Here are some words that dominated popular culture in Australia, the US and UK during the last year. Interesting for English, social science and popular culture classes.

The Macquarie Dictionary has just announced its Word of the Year 2013 and the winner is…..

infovore – (noun) a person who craves information, especially one who takes advantage of their ready access to it on digital devices.

So, an infovore is like a carnivore, but hungers for information. Smartphones provide us with instant answers and many of us are addicted to this rush of instant information. Libraries – a great place for infovores!

Honourable mentions:

firescape – (verb) to landscape an area with the possibility of bushfire in mind.
cli-fi – (noun) a genre of speculative fiction based on the premise that climate change will give rise to fundamental changes in the way humans live.

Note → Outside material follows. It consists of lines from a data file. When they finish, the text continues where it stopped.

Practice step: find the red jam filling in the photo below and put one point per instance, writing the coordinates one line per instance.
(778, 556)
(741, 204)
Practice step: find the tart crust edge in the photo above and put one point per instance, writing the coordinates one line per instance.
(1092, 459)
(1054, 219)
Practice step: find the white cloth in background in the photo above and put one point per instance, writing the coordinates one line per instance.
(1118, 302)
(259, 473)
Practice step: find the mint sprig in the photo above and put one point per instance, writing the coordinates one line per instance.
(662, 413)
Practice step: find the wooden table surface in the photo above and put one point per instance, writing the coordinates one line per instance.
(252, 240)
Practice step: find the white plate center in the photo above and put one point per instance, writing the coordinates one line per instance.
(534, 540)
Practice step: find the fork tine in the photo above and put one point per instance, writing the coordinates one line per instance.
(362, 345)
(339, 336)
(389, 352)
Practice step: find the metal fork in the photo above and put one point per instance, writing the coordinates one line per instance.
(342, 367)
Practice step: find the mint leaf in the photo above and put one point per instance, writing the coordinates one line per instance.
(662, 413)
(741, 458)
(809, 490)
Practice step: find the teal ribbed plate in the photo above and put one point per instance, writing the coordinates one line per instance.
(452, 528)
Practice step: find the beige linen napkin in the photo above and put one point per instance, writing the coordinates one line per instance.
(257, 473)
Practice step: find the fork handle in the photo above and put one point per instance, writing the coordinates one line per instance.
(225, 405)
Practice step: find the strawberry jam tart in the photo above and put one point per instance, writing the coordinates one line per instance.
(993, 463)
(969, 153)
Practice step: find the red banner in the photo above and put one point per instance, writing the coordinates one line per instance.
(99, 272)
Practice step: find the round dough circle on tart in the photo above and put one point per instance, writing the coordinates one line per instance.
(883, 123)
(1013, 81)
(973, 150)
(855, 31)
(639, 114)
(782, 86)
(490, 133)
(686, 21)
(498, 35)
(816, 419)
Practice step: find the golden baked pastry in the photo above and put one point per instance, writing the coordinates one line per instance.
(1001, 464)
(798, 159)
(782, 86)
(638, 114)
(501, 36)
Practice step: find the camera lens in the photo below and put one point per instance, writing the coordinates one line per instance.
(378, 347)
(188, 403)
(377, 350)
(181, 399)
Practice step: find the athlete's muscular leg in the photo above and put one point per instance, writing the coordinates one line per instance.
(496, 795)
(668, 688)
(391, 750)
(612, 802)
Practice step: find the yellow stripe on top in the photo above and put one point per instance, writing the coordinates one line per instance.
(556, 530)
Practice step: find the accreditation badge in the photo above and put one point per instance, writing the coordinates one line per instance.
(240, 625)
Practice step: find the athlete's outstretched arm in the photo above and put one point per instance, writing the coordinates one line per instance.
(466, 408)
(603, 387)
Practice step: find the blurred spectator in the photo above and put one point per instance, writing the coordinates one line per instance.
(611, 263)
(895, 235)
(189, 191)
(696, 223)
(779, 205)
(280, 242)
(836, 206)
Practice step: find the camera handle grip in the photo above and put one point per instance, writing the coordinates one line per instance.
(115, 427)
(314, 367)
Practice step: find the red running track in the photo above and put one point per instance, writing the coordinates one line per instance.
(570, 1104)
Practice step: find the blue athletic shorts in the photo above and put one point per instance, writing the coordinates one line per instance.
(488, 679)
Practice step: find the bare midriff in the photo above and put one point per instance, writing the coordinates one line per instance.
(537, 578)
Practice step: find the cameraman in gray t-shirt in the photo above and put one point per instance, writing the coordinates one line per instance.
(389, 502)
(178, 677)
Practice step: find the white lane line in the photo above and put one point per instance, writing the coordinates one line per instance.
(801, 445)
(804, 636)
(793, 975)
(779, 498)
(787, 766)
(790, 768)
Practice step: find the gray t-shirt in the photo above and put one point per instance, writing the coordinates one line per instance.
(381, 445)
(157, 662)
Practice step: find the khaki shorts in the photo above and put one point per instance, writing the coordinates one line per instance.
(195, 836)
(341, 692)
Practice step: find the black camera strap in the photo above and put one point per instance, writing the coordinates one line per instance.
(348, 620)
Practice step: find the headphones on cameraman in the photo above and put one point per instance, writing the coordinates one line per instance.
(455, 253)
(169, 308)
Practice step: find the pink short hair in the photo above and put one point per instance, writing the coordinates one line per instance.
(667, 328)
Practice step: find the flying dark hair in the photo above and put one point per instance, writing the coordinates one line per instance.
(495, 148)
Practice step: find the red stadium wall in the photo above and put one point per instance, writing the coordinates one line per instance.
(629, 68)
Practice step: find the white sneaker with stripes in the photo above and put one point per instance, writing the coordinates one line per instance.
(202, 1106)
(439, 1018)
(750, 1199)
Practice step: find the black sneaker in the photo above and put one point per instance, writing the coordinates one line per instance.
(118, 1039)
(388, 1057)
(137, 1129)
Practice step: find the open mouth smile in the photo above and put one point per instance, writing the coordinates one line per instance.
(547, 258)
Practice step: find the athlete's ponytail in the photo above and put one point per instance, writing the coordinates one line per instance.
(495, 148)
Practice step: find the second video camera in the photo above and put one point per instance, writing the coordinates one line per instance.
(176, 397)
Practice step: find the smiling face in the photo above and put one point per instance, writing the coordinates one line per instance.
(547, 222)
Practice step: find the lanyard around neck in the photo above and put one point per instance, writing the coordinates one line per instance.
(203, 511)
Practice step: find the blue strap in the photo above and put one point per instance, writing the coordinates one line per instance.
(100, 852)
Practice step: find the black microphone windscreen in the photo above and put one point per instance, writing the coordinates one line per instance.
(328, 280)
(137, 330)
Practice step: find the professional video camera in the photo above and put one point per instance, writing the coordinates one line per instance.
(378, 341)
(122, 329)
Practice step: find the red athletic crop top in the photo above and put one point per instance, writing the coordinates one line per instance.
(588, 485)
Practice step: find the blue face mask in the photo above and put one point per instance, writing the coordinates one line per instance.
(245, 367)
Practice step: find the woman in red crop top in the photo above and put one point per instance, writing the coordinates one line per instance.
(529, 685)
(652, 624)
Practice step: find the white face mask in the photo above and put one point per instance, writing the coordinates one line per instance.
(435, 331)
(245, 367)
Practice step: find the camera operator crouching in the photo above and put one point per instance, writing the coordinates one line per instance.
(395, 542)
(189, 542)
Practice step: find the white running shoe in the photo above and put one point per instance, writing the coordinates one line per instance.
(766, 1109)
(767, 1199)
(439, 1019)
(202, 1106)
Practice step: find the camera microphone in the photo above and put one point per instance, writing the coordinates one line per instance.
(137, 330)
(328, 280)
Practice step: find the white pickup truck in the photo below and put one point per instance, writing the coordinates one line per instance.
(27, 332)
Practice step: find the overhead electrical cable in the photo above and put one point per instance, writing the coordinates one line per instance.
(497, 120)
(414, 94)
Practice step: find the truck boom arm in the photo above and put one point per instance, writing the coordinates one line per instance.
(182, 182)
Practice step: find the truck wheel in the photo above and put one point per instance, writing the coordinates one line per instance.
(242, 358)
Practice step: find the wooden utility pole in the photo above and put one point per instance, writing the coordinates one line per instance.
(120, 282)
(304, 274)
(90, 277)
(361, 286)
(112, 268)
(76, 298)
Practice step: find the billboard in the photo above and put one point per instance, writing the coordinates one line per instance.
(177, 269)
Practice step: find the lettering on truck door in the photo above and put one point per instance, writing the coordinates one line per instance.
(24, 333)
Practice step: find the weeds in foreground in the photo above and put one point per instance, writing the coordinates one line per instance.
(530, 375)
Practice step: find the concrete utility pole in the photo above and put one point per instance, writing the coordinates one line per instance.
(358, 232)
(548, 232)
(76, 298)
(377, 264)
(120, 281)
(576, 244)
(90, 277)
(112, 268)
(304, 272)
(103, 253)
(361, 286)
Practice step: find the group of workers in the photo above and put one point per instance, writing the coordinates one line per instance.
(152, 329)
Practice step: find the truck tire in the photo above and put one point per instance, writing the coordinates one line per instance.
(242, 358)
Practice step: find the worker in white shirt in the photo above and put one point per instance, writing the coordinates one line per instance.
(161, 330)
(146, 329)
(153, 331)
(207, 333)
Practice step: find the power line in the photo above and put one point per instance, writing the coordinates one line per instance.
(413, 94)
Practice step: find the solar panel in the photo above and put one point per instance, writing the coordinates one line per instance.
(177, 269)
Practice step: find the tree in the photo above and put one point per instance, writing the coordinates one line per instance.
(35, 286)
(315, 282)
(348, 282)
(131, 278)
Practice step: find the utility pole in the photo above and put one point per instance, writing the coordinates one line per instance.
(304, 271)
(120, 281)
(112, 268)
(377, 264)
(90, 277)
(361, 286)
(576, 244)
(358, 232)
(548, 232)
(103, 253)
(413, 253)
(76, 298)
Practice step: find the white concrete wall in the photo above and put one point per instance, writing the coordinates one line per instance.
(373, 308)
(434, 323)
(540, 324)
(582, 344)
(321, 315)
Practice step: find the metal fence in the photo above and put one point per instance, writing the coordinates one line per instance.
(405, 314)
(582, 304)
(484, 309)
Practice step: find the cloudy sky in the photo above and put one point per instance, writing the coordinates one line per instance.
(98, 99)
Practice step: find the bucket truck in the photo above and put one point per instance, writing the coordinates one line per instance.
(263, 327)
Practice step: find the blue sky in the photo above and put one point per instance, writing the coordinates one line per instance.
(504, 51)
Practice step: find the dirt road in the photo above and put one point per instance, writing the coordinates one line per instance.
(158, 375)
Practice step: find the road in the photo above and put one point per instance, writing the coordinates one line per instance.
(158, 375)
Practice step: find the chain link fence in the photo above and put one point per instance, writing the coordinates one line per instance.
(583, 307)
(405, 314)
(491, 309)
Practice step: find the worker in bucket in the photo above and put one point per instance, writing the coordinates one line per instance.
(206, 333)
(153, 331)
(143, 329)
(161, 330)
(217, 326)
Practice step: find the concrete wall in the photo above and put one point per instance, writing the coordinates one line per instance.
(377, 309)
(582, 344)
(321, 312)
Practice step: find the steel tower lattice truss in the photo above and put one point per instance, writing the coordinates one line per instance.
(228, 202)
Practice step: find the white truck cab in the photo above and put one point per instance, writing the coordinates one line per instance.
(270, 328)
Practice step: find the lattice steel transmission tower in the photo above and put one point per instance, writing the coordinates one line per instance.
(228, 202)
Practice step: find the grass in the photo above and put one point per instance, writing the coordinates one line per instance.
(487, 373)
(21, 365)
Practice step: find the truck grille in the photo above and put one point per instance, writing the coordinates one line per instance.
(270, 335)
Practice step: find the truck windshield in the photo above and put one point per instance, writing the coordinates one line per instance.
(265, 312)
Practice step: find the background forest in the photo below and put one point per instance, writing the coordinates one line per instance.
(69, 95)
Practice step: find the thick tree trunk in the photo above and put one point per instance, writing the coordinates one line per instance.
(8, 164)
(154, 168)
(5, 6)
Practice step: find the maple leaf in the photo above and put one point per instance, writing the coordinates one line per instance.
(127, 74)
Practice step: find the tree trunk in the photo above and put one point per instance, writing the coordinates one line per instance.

People’s Choice Award: onesie – a loose-fitting one-piece suit, gathered at the wrists and ankles. Please, can we just limit these to babies?  

Other category winners:
Arts – fanfic
Colloquial – facepalm
Health – enabler
Politics – marriage equality
General interest – watch and act
Communications – churnalism
Social interest – generation debt

http://www.macquariedictionary.com.au/resources/view/word/of/the/year/

Oxford Dictionaries Word of the Year 2013
selfie – (noun) a photograph that one has taken of oneself, typically one taken with a smartphone or webcam and uploaded to a social media website. The frequency of the word selfie increased by 17 000% during the past year. It was first used in an Australian online forum in 2002. Spin-off terms include welfie (a workout selfie), belfie (a posterior selfie) and twofie (with 2 people).
Shortlist includes: binge-watch (watch multiple TV episodes); bitcoin (the digital currency); showrooming ( visiting a shop and then buying it cheaper online); twerk.
http://blog.oxforddictionaries.com/press-releases/oxford-dictionaries-word-of-the-year-2013/

Global Language Monitor Top Word of 2013
The 14th annual survey of the English language across 5 continents and spoken by 1.83 billion people.
Top word is ‘404’, followed by fail!, hashtag, @pontifex, the Optic, surveillance, drones, deficit, sequestration, emancipate.
404 is the numeric code for failure on the internet, augmenting its original use as “page not found”.
Top phrase: toxic politics
Top name: Pope Francis.
Most understood word in the world: OK.
Top trending prefix: franken- (any human-instigated activity that spins out of control)
Number of words in the English language (1 Jan 2014 est.):  1 025 109.8 http://www.languagemonitor.com/category/words-of-the-year-woty/

American Dialect Society Word of the Year 2013
because x – used to introduce a noun, adjective or other part of speech. “Because”  is now being used in new ways in informal online use and doesn’t have to be followed by “of”. Usage includes “because science”, “because reasons”, “because tired” and “because awesome”.
Other useful words: slash (and/or eg. come and visit slash stay), ACC (aggressive carbon copy used to undermine the email recipient eg. cc’ing the boss), robo sapiens (robots with human-like intelligence). http://www.americandialect.org/because-is-the-2013-word-of-the-year

Merriam-Webster’s (US) Word of the Year 2013
Based on the greatest increase in lookups over the past year, the top 10 words were not new words, but rather they were the words behind the stories in the news.
Word of the Year is science, followed by cognitive, rapport, communication, niche, ethic, paradox, visceral, integrity, metaphor.